Although I don’t claim to know the “key” to happiness, I do believe it is a choice that is not dependent upon circumstances.  True happiness, I think, means learning to be content despite your circumstances.  That is not an easy task, of course, but circumstances change drastically from day to day, and if you rely on an outside influence for peace, I don’t believe you will ever find it.  This has not been an easy lesson for me – one you would think could not be taught by a serious chronic illness.

A little over a year ago, when the word “gastroparesis” was not even a part of my vocabulary, I struggled mightily with how to find happiness.  I truly did think it was something that could be found rather than achieved.  I thought perhaps my career, my family and friends, a better place to live, or an improved financial situation might bring me greater happiness; but this was flawed thinking.  None of those could ever bring the peace I sought.
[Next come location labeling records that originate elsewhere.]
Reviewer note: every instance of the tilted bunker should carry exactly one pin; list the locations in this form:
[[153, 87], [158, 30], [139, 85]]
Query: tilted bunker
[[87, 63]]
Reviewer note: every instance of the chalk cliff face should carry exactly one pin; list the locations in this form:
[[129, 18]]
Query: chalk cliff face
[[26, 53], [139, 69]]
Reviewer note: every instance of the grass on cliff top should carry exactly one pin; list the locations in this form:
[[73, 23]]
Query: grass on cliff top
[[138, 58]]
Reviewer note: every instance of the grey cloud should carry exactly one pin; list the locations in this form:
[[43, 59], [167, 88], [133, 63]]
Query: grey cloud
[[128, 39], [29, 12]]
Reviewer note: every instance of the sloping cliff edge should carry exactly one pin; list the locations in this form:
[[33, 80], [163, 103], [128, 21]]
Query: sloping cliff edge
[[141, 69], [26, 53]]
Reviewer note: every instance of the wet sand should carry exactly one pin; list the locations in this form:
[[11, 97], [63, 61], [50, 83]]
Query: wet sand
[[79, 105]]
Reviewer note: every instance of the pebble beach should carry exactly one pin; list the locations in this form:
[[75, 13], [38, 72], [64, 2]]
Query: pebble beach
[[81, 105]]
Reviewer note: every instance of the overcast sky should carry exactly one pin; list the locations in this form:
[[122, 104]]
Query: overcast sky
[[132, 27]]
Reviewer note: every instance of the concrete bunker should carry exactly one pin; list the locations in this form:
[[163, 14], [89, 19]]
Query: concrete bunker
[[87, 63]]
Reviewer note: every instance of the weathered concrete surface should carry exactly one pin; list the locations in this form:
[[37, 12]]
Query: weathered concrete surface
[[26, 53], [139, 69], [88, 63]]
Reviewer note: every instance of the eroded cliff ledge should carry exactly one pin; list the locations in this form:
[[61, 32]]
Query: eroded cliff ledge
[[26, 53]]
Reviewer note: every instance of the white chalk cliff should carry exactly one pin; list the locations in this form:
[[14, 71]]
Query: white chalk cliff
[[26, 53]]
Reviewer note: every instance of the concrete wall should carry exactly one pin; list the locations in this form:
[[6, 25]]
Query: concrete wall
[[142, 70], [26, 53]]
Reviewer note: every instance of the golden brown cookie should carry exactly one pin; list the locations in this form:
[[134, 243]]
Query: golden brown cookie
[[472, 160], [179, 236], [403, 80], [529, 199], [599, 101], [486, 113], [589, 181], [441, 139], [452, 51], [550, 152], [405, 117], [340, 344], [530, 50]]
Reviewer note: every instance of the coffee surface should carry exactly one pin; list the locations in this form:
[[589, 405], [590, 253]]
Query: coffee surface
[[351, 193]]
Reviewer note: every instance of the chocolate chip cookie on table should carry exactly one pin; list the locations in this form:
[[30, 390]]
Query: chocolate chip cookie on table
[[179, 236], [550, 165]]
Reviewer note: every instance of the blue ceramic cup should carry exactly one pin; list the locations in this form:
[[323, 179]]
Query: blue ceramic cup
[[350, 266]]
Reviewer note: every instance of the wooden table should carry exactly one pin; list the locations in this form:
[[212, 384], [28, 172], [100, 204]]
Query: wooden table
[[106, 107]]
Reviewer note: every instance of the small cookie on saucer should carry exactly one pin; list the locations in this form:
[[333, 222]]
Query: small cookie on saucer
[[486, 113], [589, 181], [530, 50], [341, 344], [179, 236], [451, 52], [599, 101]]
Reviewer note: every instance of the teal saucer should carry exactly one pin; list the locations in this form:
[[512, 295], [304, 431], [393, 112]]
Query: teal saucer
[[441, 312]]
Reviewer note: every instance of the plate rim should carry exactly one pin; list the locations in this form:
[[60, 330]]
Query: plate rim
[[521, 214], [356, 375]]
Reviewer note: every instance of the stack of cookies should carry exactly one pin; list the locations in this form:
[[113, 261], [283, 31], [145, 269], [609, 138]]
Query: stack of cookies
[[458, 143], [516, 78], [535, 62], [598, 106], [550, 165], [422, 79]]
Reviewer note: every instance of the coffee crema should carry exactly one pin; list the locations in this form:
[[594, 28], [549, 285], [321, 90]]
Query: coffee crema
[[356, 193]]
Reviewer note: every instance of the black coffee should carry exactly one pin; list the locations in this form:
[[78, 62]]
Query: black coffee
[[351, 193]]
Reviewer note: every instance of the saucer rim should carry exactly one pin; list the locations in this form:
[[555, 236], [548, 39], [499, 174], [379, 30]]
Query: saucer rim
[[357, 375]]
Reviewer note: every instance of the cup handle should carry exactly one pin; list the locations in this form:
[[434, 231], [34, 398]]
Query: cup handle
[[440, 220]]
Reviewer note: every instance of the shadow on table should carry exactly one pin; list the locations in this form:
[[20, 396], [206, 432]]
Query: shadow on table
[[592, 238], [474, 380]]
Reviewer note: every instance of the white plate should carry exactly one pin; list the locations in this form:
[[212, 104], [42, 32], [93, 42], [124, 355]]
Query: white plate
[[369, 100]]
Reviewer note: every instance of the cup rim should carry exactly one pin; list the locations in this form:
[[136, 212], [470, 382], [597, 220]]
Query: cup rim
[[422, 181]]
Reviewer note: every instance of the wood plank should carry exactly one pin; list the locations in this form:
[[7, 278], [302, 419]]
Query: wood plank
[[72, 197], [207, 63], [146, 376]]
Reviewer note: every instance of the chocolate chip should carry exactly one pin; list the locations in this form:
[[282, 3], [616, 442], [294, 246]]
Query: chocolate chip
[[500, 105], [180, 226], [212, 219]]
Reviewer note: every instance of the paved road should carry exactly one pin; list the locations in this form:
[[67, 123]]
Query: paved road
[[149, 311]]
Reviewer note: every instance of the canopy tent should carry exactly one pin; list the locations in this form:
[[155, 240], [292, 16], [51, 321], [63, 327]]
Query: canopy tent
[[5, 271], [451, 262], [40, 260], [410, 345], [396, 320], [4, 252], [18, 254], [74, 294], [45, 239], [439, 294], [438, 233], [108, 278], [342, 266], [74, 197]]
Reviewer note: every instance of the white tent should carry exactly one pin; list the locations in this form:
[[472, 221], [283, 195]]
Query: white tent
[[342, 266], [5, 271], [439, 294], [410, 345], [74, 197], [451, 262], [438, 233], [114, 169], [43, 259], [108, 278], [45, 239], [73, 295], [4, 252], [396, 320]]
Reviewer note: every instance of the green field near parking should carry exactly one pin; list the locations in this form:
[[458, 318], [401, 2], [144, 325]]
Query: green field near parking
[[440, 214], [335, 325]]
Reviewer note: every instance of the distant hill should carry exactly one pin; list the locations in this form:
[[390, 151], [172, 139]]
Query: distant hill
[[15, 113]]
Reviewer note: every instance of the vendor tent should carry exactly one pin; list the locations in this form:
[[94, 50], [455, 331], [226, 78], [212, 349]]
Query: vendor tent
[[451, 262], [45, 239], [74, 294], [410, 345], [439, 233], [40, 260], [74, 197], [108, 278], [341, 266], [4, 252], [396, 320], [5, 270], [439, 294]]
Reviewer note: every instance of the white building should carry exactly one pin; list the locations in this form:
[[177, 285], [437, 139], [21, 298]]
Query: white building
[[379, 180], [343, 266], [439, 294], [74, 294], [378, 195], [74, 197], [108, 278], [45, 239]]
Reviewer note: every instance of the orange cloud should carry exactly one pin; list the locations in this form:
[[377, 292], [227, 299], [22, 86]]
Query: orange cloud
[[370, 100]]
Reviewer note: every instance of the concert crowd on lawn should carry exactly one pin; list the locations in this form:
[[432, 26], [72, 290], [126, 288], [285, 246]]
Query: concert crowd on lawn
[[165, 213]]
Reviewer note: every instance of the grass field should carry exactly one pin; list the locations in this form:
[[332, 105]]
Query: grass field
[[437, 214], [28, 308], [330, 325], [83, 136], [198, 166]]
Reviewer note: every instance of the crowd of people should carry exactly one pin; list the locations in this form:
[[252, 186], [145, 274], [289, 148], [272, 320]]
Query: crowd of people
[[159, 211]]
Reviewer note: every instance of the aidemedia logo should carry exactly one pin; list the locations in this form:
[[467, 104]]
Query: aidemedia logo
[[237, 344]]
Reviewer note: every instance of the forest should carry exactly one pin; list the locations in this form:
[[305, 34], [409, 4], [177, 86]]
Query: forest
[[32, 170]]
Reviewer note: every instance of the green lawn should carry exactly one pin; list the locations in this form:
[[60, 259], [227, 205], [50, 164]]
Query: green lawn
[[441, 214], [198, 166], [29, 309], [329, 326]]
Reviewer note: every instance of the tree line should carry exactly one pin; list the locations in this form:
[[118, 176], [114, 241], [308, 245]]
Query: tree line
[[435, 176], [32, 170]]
Being forced to deal with the wretched effects of this disease has taught me that one can be happy no matter the circumstances.  Today, I am far worse off physically and financially than ever before.  I am more isolated from others (in a physical sense) as well; yet, I am more content.  I have accepted my situation.  This is not to say that I would not rid myself of this disease in a second if I could.  It does not mean that I do not strive to do everything possible to fight it.  It simply means that I have come to realize that I have very little control over it or anything else outside of myself.  The only thing I truly control is my attitude and my response to the circumstances that surround me.

As horrendous as my disease is – and it is horrendous – it has allowed me to develop a passion and purpose in life that, prior to my diagnosis, I never knew I had been missing.  My eyes have been opened to overwhelming suffering and need, and I have discovered that I can help alleviate this for others.  I can fight for them, and I can offer my compassion and support.  I can connect with them.  I have a purpose, and knowing this gives me peace and a sense of contentment.  It demonstrates for me that despite any turn of events, I belong right where I am, and if circumstances change tomorrow, I will still be right where I was meant to be.  I can be passionate and purposeful wherever I find myself.  There is joy in knowing it can never be any other way. 

So, I do my best to focus on the positive aspects of my life now, and I rely heavily on my faith in God and His plan to get me through the day.  I now know what is truly important in life; a life-threatening disease clears that up for one very quickly.  I choose to no longer worry about the future and all the many things I cannot control; rather, I focus on what is before me at this moment and take the time to be grateful for everything in my life – even the things most people would view as “negatives” – such as my gastroparesis.  I have given up trying to control the uncontrollable.  I believe there is a plan and a purpose for me, and I choose to focus on discovering and fulfilling my mission, whatever path it might take.